A resposta tentada por ela foi a de que até a mais simples dona de casa queria o mesmo que tantas mulheres revolucionárias que o mundo já viu: opinar, trabalhar, estudar e governar. Podemos também ser públicas, sem abrir mão da vida privada. Desejamos que nossa condição reprodutiva e erótica não se torne uma prisão, um demérito.
Embora não tenha sido sua eleitora, venho por meio desta rememorar uma expectativa de Betty Friedan, uma esperança nas mulheres, que nem sempre se justifica, mas é a última que morre: que no poder elas levariam à esfera pública a sabedoria adquirida no âmbito privado. Com a tradição da experiência de gerações que viveram nos bastidores, ocupando-se dos que crescem, adoecem e envelhecem, elas teriam maiores condições de ser sensíveis aos mais fracos. Esperava das suas pares que, mesmo quando incumbidas das macroestruturas, não esquecessem daqueles que não possuem poder, dinheiro e muitas vezes sequer condições de voto, como os portadores de necessidades especiais, as crianças e os idosos. O investimento em educação, saúde e no equilíbrio ambiental seriam, para elas, mais prioritários do que entre os políticos homens. Essa tendência a ser altruístas e pacíficas certamente não se aplica à também americana Condoleezza Rice, nem à dama de ferro inglesa Thatcher.
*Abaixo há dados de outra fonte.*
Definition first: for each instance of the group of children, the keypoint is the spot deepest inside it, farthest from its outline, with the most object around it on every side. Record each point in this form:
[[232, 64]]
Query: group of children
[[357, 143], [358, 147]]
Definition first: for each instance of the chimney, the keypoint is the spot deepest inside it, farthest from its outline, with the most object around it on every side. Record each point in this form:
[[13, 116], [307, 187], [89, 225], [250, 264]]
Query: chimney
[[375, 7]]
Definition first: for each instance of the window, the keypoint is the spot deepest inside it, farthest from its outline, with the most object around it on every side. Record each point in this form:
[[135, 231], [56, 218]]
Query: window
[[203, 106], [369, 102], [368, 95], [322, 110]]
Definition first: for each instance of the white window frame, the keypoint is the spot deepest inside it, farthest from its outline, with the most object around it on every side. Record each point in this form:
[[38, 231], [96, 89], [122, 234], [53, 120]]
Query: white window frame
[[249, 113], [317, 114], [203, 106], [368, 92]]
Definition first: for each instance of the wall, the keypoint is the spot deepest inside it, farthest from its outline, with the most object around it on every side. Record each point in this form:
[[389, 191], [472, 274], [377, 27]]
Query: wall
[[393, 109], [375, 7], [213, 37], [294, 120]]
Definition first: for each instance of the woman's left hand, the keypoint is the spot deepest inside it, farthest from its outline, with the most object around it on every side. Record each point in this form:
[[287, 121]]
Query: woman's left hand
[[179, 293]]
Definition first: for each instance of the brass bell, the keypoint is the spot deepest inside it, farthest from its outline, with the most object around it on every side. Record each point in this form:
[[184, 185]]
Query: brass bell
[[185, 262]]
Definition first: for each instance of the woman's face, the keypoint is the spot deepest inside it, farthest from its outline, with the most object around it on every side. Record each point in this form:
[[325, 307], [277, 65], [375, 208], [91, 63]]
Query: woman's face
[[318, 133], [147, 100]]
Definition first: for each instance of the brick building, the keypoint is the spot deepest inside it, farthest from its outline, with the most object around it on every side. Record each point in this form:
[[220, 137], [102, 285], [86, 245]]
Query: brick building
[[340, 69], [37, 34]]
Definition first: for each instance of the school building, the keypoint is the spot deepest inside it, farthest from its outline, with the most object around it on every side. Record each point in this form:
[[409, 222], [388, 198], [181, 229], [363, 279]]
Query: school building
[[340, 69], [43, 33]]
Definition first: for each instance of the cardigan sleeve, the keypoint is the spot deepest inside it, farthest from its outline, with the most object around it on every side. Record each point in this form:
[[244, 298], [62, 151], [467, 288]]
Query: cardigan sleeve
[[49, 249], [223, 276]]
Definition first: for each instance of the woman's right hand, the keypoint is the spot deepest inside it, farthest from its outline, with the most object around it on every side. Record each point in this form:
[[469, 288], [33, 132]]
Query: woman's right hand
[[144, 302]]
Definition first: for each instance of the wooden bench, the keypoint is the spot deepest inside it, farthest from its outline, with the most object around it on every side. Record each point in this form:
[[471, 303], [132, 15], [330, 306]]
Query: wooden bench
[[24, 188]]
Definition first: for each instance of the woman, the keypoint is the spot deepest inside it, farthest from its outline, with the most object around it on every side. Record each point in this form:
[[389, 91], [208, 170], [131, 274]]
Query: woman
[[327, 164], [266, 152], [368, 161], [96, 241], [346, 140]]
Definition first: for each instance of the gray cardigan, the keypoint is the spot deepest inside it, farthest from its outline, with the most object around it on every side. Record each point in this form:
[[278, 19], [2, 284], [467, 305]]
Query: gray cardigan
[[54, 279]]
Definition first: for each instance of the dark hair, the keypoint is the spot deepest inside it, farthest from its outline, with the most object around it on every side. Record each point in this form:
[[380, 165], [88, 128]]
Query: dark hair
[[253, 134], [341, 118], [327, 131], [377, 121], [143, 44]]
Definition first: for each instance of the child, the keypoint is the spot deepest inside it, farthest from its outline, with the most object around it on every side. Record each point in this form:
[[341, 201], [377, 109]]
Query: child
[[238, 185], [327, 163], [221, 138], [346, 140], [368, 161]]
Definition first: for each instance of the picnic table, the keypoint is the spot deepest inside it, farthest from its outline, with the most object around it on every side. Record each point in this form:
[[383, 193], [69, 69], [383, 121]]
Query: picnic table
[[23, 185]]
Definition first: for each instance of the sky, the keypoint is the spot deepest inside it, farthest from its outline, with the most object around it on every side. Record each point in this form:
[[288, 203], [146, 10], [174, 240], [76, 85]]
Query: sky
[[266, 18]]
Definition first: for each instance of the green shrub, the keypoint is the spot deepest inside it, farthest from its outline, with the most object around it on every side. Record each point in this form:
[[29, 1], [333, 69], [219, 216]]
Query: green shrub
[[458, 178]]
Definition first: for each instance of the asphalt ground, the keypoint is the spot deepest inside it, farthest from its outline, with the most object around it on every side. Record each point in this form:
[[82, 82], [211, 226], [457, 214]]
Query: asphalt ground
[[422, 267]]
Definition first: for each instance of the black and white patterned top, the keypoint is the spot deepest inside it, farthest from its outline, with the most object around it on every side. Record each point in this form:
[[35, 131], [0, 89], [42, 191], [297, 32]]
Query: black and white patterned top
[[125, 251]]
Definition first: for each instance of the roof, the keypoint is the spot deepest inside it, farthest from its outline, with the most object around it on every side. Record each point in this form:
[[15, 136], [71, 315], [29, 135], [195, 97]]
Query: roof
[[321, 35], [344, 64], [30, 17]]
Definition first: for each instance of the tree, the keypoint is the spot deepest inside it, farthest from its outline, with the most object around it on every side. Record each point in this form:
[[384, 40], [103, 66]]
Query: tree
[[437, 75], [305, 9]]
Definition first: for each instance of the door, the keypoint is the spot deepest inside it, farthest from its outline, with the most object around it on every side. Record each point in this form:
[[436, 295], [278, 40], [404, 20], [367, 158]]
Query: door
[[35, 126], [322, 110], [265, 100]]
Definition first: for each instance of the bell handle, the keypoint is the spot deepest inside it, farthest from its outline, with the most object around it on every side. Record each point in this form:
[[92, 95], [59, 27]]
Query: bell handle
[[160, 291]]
Não creio que exista uma natureza feminina intrínseca. Assim como não existe literatura feminina, tampouco haverá uma forma natural de fazer política entre as mulheres. Porém, é inegável que os imperativos do corpo e os revezes de ser mulher em certa época oportunizam aprendizados, motivos de orgulho e até mesmo mágoas.
O empenho de sucessivas gerações de feministas se traduziu nas bem sucedidas campanhas pelo sufrágio feminino, pelo direito à contracepção e à igualdade jurídica. Com o tempo esperamos também solução para as ainda pendentes questões da igualdade no trabalho, da legalização do aborto e de tantas outras justas reivindicações femininas. Sua eleição deve muito a esse processo, pois antes seria impensável a figura de uma governadora, ainda mais neste estado de maragatos e chimangos. Suas contemporâneas Michelle Bachelet, no Chile, Angela Merkel na Alemanha, e a democrata Nancy Pelosi, primeira presidente mulher da Câmara nos EUA, confirmam que é época de poderosas. Podemos governar estabelecendo uma dissociação entre a personagem política e as marcas da experiência de ter nascido fêmeas. Mas talvez seja possível tentar atender em algum aspecto ao sonho de Betty Friedan, de que façamos alguma diferença. Veremos. Boa Sorte!